While the general consensus is that bunnies are adorable, friendly creatures, some others beg to differ (like every single Donnie Darko fan out there). Australian artist Amanda Parer took both perceptions of these fuzzy creatures to create her highly acclaimed public art installation “Intrude.” Consisting of seven two-story tall, inflatable bunnies that glow in the dark, this installation is set to invade New York City at Brookfield Place in Battery Park City this month.

From Parer’s video below, the rabbits first appear innocent and somewhat inviting as the sun shines through their sheer material in the distance.
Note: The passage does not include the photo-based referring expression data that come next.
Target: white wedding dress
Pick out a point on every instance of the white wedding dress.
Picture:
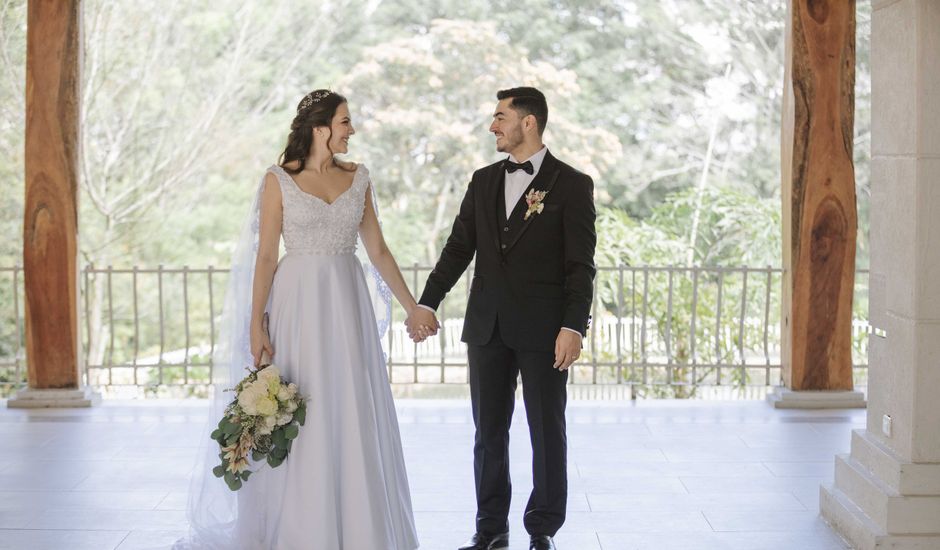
(344, 485)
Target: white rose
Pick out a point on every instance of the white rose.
(266, 406)
(246, 400)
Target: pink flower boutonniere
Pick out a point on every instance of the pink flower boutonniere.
(534, 200)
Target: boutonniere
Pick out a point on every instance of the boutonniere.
(534, 200)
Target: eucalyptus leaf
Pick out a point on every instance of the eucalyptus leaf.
(291, 431)
(280, 440)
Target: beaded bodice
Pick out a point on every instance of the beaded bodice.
(311, 225)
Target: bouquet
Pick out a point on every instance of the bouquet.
(261, 422)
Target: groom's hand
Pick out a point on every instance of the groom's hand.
(567, 349)
(421, 324)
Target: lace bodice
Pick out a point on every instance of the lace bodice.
(313, 226)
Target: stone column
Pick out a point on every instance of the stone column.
(50, 228)
(887, 490)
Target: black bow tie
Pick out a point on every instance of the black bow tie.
(525, 166)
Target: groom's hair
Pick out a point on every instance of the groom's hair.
(527, 101)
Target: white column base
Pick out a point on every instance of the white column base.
(37, 399)
(785, 398)
(878, 502)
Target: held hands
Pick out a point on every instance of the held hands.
(421, 324)
(567, 349)
(260, 342)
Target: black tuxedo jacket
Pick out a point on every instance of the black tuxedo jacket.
(534, 276)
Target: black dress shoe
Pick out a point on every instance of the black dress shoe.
(480, 541)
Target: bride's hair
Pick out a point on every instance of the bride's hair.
(315, 109)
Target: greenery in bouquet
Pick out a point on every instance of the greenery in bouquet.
(261, 422)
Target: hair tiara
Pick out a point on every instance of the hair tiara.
(313, 97)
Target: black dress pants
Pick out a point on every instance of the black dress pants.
(493, 371)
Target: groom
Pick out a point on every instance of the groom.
(530, 221)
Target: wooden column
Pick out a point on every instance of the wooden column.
(50, 233)
(819, 212)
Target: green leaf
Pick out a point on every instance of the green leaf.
(230, 427)
(279, 438)
(291, 431)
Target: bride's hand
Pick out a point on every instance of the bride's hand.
(260, 342)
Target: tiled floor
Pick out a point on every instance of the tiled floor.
(657, 475)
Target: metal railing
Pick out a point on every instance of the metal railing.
(667, 329)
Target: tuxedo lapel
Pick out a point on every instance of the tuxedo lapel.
(543, 181)
(496, 203)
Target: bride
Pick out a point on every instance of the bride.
(344, 485)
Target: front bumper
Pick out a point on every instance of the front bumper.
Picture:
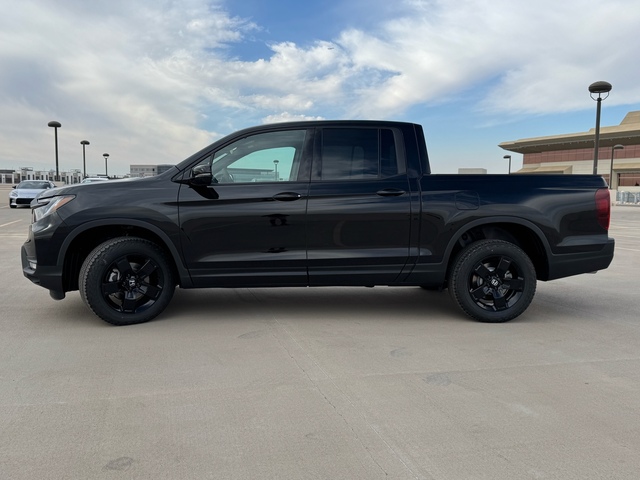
(49, 277)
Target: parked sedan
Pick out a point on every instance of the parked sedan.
(95, 179)
(26, 191)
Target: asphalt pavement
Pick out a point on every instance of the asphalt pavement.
(326, 383)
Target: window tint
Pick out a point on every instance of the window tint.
(266, 157)
(358, 154)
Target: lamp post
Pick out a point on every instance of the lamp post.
(613, 149)
(106, 171)
(598, 88)
(509, 157)
(84, 158)
(56, 126)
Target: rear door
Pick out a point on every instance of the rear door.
(247, 227)
(359, 208)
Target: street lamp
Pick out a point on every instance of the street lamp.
(56, 126)
(509, 157)
(84, 158)
(106, 171)
(613, 149)
(598, 88)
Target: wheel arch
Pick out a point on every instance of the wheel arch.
(77, 246)
(526, 235)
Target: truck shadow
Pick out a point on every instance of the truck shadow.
(311, 303)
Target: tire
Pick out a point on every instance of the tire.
(127, 280)
(492, 281)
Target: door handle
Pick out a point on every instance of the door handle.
(390, 192)
(287, 196)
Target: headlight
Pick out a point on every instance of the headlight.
(46, 206)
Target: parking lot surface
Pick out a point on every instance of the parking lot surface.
(327, 383)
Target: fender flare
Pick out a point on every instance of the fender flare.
(183, 273)
(494, 220)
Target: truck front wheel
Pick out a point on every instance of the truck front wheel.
(126, 280)
(492, 281)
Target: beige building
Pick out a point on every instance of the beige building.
(572, 153)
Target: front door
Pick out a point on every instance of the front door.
(247, 227)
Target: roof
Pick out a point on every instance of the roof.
(627, 133)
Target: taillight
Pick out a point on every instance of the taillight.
(603, 207)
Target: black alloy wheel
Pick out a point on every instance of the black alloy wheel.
(492, 281)
(127, 280)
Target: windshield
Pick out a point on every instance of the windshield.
(33, 184)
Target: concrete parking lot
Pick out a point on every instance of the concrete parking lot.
(328, 383)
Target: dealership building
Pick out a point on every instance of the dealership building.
(572, 153)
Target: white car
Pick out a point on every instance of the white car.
(95, 179)
(26, 191)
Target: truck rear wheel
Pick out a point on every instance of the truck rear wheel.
(492, 281)
(126, 280)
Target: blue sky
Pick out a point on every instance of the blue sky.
(154, 81)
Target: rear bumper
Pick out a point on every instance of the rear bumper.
(569, 264)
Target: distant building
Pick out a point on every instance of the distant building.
(572, 153)
(138, 171)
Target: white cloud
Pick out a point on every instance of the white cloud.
(153, 81)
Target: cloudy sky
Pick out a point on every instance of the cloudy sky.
(152, 81)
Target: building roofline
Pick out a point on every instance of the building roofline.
(627, 133)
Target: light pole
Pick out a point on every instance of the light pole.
(106, 171)
(509, 157)
(598, 88)
(613, 149)
(56, 126)
(84, 158)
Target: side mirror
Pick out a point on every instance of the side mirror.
(201, 176)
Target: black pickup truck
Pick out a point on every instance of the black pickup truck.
(342, 203)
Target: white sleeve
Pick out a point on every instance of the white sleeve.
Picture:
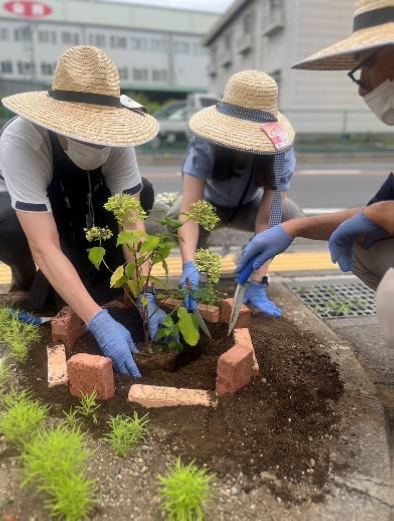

Come nightfall, the illuminating rabbits have a sinister look to them that is nothing short of frightening.


So, why rabbits?

Parer states on her website:

Rabbits in artist Amanda Parer’s native Australia are an out of control pest, leaving a trail of ecological destruction wherever they go and defying attempts at eradication. The rabbit also is an animal of contradiction….They represent the fairytale animals from our childhood – a furry innocence, frolicking through idyllic fields. Intrude deliberately evokes this cutesy image, and a strong visual humour, to lure you into the artwork only to reveal the more serious environmental messages in the work. They are huge, the size referencing “the elephant in the room”, the problem, like our environmental impact, big but easily ignored.

Planting seven larger-than-life rabbits on a busy downtown street in New York City should seamlessly send Parer’s message that rabbits aren’t as cute and friendly as the Easter bunny. New Yorkers can view “Intrude” from April 17-30 and decipher their feelings for themselves.